MicroRNA-125b promotes tumor metastasis through targeting tumor protein 53-induced nuclear protein 1 in patients with non-small-cell lung cancer

Qinchuan Li, Yang Han, Chunhong Wang, Shan Shan, Yuanyuan Wang, Jingang Zhang, Tao Ren

Lung cancer, predominantly non-small-cell lung cancer (NSCLC), is the leading cause of cancer deaths worldwide. There is a great need to identify critical effectors involved in metastasis of NSCLC that will facilitate the development of new therapeutic strategies. Here we evaluated the potential role of miR-125b in the metastasis of NSCLC cells. Human NSCLC cells were isolated from surgical tissues with Cancer Cell Isolation Kit. Expressions of miR-125b and TP53INP1 were detected with real-time PCR and western blot.

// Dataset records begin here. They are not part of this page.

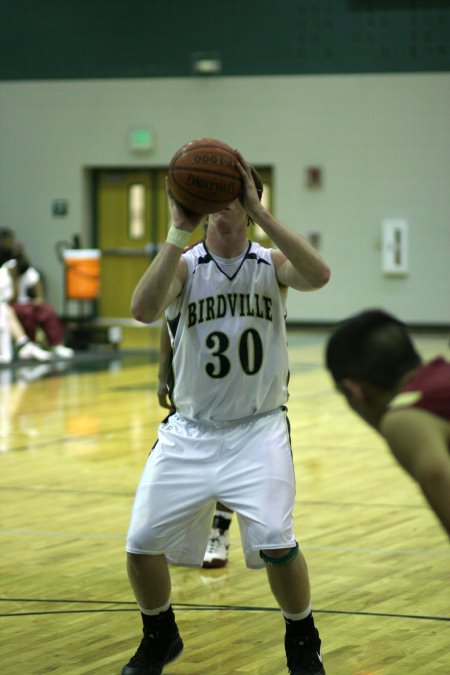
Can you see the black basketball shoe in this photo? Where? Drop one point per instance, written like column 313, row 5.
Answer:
column 304, row 656
column 160, row 645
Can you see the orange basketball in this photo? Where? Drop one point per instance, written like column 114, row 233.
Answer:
column 204, row 177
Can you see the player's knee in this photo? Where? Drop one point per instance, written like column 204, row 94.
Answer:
column 279, row 557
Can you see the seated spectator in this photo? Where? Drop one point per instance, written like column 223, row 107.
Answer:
column 11, row 330
column 28, row 299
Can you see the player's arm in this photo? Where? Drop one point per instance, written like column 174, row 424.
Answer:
column 296, row 262
column 165, row 357
column 163, row 280
column 419, row 443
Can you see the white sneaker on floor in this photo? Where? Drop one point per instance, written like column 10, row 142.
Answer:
column 63, row 352
column 30, row 350
column 216, row 554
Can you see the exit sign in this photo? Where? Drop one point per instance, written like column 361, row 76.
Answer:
column 141, row 140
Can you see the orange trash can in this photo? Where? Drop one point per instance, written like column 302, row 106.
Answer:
column 82, row 273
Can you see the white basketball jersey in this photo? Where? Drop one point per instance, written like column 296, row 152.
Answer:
column 230, row 357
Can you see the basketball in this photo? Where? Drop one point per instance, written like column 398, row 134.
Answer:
column 204, row 177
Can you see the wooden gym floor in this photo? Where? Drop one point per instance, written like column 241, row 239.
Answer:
column 73, row 441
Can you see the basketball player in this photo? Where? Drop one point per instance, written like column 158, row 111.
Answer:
column 376, row 367
column 216, row 554
column 225, row 302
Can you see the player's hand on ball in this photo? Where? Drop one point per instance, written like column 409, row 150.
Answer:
column 249, row 197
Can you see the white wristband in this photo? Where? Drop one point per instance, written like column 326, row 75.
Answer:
column 178, row 237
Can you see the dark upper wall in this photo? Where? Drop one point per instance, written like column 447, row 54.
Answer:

Human miR-125b mimics, miR-125b inhibitor, TP53INP1 expression plasmid and TP53INP1 siRNA were transfected into NSCLC cells with nucleofector transfection kit. NSCLC metastasis was determined with adhesion assay, invasive assay and lung tumor metastasis model. The expression of miR-125b was significantly higher in poorly differentiated NSCLC cells that are endowed with high metastatic potentials. Up-regulation of miR-125b could enhance the metastatic potential of NSCLC cells in vitro and in vivo, while down-regulation of miR-125b resulted in decreased metastatic potentials in vitro and in vivo. Further, tumor protein 53-induced nuclear protein 1 (TP53INP1) was an important target of miR-125b involved in metastasis of NSCLC cells. TP53INP1 served as a negative regulator of NSCLC metastasis. Decreased expression of TP53INP1 in tumor tissues was inversely associated with their expression of miR-125b, significantly lower in poorly differentiated tumors and inversely correlated with the clinical stages in patients with NSCLC. These findings demonstrated that miR-125b promoted tumor metastasis via targeting TP53INP1 in human NSCLC cells, which uncovered a real clinical relevance of microRNAs in tumor biology, and provided novel potential candidates for NSCLC clinical practice.